It’s been a turbulent time for my hair. First of all it was moved three hundred miles without even being consulted. It knew where it was back in London. It got washed twice a week, because I never had time to do exercise or anything that would make it even remotely dirty besides simply occasionally going outside in a city with insane levels of air pollution. It had more white (not grey, white) bits than I wanted to see at the tender age of twenty seven, but the lift at my office had the best lighting for finding and removing them.
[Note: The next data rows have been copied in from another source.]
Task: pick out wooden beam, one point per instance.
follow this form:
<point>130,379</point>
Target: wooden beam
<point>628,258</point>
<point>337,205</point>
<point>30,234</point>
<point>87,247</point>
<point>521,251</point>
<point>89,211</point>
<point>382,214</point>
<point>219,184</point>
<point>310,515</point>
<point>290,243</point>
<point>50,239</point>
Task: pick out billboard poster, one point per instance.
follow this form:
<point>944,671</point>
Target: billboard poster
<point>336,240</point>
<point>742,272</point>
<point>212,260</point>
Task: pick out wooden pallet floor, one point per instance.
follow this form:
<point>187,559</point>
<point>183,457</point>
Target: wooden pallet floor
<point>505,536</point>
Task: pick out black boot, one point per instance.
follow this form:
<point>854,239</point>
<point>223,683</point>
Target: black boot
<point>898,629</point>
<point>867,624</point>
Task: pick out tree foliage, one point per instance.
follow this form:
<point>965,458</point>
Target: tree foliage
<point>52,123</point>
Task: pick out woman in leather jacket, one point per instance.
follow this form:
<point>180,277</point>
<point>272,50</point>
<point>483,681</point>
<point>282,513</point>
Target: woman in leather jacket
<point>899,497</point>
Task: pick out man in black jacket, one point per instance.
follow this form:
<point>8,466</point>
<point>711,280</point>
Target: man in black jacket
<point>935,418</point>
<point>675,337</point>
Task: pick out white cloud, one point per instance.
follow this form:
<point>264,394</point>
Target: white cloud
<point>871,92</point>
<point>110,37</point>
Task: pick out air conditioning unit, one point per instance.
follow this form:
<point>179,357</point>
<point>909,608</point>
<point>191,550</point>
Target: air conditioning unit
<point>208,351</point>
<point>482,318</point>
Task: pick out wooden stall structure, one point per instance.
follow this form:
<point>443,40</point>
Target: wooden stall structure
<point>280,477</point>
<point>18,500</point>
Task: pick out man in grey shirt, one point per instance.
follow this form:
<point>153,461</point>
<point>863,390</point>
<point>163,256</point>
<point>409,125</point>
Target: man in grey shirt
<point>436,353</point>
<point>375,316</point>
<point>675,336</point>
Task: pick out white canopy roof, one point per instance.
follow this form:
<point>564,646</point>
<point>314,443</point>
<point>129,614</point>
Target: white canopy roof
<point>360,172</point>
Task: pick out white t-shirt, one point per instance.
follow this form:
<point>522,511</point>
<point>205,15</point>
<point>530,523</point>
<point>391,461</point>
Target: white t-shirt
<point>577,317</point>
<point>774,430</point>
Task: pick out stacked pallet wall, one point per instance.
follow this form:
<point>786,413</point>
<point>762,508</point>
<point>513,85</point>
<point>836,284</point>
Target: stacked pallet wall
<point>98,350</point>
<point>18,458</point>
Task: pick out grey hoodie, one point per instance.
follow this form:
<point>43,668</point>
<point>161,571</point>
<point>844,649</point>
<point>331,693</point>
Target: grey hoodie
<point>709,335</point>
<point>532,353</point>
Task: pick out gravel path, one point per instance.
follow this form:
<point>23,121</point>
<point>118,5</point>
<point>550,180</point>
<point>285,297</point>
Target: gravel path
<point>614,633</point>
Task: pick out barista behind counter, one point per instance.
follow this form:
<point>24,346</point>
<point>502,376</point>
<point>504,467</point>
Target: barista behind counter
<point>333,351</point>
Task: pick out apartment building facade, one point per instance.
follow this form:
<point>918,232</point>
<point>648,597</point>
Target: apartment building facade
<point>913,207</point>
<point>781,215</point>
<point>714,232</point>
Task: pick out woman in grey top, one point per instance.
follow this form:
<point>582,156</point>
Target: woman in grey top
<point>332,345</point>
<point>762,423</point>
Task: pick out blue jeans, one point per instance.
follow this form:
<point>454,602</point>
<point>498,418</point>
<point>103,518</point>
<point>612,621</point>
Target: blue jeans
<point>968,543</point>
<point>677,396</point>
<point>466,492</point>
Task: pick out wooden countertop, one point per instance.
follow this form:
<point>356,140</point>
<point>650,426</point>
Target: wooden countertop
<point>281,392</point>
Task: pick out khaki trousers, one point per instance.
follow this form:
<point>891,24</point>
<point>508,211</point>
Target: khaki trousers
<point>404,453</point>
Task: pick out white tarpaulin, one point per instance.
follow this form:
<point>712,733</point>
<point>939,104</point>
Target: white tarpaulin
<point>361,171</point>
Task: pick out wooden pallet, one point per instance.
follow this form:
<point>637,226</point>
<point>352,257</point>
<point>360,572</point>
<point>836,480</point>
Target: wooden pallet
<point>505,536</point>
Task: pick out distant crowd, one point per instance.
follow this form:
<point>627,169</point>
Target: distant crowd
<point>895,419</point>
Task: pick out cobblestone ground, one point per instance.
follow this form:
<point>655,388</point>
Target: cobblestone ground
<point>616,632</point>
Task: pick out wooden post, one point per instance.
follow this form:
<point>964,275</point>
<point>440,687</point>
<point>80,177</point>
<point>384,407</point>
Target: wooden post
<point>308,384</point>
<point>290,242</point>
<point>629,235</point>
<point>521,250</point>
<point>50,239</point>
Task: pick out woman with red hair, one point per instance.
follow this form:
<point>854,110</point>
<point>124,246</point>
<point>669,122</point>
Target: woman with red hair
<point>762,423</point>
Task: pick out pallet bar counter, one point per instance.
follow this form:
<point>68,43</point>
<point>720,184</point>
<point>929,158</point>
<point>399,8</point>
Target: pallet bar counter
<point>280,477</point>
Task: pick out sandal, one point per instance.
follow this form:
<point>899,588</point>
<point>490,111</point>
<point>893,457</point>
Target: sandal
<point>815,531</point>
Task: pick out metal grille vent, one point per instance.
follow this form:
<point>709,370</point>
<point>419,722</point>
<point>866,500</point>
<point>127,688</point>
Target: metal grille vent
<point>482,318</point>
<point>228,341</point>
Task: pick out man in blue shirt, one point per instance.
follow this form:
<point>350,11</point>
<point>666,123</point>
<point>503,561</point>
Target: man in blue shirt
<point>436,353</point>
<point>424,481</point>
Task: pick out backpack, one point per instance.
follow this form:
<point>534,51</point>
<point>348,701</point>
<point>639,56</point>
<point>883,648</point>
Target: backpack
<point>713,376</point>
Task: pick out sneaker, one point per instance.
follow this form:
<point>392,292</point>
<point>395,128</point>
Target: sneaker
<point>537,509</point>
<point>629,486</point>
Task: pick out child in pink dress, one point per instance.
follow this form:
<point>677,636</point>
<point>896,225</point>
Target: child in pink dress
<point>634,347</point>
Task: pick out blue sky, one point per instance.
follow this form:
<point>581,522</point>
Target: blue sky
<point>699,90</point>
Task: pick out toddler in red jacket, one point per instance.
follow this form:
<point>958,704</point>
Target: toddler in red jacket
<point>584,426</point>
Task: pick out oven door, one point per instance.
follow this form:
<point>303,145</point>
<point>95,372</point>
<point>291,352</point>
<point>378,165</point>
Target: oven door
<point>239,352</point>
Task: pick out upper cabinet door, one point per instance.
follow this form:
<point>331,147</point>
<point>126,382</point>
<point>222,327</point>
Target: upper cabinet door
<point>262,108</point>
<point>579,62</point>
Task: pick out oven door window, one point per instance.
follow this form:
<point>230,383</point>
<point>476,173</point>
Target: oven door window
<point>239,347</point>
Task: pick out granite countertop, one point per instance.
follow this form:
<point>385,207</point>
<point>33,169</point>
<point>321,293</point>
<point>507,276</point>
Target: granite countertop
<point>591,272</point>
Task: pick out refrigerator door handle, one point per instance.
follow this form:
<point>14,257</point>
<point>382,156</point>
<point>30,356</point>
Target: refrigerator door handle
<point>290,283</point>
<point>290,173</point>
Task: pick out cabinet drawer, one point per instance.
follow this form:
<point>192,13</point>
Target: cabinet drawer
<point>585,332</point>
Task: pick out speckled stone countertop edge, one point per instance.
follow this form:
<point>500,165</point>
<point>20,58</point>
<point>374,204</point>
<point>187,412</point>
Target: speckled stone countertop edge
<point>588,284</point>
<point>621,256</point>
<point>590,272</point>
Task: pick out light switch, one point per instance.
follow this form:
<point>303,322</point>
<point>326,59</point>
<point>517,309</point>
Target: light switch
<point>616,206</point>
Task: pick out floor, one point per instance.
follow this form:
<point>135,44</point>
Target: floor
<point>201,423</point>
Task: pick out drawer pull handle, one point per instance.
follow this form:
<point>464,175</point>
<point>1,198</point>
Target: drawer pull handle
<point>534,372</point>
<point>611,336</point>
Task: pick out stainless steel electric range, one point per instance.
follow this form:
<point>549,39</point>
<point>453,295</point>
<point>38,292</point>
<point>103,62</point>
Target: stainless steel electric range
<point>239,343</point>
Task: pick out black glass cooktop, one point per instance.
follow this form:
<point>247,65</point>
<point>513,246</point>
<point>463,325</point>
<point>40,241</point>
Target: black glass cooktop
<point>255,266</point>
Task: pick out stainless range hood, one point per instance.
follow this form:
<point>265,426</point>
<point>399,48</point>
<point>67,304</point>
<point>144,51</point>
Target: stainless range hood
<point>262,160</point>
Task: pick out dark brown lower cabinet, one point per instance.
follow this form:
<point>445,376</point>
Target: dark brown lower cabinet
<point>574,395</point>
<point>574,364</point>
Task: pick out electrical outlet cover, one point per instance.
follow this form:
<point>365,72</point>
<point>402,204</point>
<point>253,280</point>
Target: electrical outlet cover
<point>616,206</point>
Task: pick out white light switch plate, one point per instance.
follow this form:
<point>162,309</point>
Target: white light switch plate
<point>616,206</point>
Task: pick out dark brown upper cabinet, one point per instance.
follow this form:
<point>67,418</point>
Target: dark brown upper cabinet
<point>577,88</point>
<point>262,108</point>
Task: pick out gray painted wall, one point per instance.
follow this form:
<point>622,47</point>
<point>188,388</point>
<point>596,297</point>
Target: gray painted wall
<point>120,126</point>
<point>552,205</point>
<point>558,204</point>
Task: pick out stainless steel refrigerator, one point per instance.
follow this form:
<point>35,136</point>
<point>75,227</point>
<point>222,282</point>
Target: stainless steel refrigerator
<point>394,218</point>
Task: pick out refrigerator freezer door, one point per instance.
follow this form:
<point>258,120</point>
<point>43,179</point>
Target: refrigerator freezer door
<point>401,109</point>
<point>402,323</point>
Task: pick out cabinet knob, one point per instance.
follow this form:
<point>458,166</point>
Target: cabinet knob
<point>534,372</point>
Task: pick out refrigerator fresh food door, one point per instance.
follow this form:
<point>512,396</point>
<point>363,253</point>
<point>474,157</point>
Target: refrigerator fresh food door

I only got caught by perfect-looking staff from The White Company, with whom we shared a building, roughly every other day.
Whereas the water in London was hard, making for a delightful scum on the top of every cup of tea, and doubling the rate at which people go through toiletries because it takes more to make a lather, the water in Cornwall is soft. It’s like the newborn kitten of waters. I can drink the entirety of a cup of tea safe in the knowledge that there won’t be a crunchy bit at the bottom. I only cleaned my shower this weekend after six weeks of living here, and even then it wasn’t because of limescale, or soap scum or anything nasty, I just arbitrarily felt like it. It tastes different, maybe even sweet, but I got used to it in a couple of days.
My hair, however, has been having a nightmare. It spent the first two weeks of living here plastered to my head out of, I can only assume, fear of the unknown. It certainly wasn’t overuse of shampoo, as some have suggested, because I read an article in Mizz magazine like fifteen years ago that told me you only ever need to use a 20p-sized blob of shampoo, and that is all I’ve ever used.
I eventually fixed it by punishing it with Head and Shoulders which, I have found, will correct anything weird your hair is doing as long as you don’t mind losing a couple of layers of skin and a little bit of eyesight into the bargain. But it’s not so bad. If anything, it’s a free chemical peel, and they pay hundreds of dollars for that in Hollywood.
I guess this is really just an incredibly long-winded way of saying that Cornish Nicola looks a little bit like a scarecrow now. I don’t hate it.